BACKGROUND OF THE INVENTION 1. Field of the Invention The present invention relates to a semiconductor manufacturing apparatus used for picking up a semiconductor chip from a diced wafer and mounting it on a lead frame or the like, for example, in a process of assembling a semiconductor device.

[0002]

2. Description of the Related Art The prior art will be described with reference to FIG.
FIG. 3 is a longitudinal sectional view of a main part, in which 1 is a holder main body, 2 is a backup holder provided on an upper part of the holder main body 1, and a suction hole 3 is formed at an upper end thereof, and a suction is formed at a lower part. A mouth 4 is provided. 5 is the holder body 1
And a push-up rod provided in the backup holder 2 so as to be able to move up and down as shown by an arrow A. The push-up rod is made to move forward and backward by a predetermined stroke by a cam mechanism (not shown). 6 assists the operation. In addition, 7
Is a needle pin fixed to the upper end of the push-up rod 5, which moves forward and backward together with the push-up rod 5, so that the tip end of the needle pin 7 projects from the upper end surface of the backup holder 2 during the upward advance operation. .

[0003] On the other hand, reference numeral 8 denotes a wafer having a back surface to which a dicing sheet 9 is adhered, which is divided into a plurality of semiconductor chips 10 by dicing, and each semiconductor chip 10 is adhered to the dicing sheet 9 even after being divided.
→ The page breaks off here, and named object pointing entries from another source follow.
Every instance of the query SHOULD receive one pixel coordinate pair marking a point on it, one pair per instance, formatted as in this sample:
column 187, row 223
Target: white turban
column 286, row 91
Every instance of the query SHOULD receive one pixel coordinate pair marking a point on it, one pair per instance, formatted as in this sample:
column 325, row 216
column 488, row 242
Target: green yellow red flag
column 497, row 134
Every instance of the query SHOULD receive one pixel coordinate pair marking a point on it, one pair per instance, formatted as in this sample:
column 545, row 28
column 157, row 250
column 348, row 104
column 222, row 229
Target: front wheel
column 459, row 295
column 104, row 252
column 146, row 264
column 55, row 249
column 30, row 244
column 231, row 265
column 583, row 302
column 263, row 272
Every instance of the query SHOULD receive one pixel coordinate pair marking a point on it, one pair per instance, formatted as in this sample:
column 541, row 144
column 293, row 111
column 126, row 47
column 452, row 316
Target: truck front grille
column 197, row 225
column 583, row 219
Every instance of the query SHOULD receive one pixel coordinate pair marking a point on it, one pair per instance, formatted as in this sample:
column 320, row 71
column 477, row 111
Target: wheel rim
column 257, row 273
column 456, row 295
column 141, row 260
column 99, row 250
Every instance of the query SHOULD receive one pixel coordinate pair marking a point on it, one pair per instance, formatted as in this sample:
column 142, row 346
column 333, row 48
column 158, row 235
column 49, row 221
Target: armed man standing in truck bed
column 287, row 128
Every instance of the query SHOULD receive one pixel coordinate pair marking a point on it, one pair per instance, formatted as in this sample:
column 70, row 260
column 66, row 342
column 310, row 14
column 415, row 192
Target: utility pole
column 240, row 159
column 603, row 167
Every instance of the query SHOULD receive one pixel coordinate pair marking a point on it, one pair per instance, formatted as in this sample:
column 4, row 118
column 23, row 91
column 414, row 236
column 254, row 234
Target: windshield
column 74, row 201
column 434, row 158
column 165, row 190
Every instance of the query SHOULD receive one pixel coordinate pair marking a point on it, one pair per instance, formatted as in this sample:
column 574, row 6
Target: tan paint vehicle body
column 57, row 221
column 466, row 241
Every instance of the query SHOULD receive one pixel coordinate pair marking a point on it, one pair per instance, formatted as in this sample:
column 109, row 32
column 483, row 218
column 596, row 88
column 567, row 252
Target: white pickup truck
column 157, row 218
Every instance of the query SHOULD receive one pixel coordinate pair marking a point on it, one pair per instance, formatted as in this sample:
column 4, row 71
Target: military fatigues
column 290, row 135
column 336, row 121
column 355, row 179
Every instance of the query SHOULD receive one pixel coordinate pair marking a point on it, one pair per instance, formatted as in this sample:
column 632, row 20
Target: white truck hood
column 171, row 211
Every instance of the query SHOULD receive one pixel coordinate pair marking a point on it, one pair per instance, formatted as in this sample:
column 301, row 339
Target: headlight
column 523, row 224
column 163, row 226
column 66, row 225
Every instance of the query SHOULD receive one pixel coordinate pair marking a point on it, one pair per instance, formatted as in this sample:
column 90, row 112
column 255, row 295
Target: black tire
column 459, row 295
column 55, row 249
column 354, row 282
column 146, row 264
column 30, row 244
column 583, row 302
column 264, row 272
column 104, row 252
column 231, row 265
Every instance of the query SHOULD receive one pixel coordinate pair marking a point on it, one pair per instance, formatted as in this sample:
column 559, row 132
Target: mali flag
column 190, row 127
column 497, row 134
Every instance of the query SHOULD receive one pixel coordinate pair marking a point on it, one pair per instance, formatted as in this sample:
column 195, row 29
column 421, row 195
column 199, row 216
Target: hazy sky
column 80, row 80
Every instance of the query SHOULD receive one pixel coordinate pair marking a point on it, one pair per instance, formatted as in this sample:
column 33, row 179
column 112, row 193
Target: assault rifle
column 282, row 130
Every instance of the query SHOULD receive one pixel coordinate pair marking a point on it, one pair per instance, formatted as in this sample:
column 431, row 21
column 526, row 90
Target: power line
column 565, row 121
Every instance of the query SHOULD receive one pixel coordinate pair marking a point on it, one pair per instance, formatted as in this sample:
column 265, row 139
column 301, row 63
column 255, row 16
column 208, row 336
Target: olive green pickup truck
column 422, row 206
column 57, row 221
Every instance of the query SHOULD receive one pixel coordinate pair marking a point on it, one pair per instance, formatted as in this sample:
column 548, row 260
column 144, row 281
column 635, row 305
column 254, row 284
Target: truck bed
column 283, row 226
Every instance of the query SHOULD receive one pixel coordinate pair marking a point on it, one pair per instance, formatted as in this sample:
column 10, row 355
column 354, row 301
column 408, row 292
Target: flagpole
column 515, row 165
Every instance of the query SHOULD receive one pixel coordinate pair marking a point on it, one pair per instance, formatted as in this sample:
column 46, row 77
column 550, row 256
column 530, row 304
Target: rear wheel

It is still standing. Reference numeral 11 denotes a suction collet of a bonding tool provided on a mount head (not shown).
The semiconductor chip 10 is moved to a position immediately above the position where the needle pin 7 protrudes, and sucks and holds the semiconductor chip 10 at the lower end by a suction action accompanying operation of a connected vacuum pump (not shown).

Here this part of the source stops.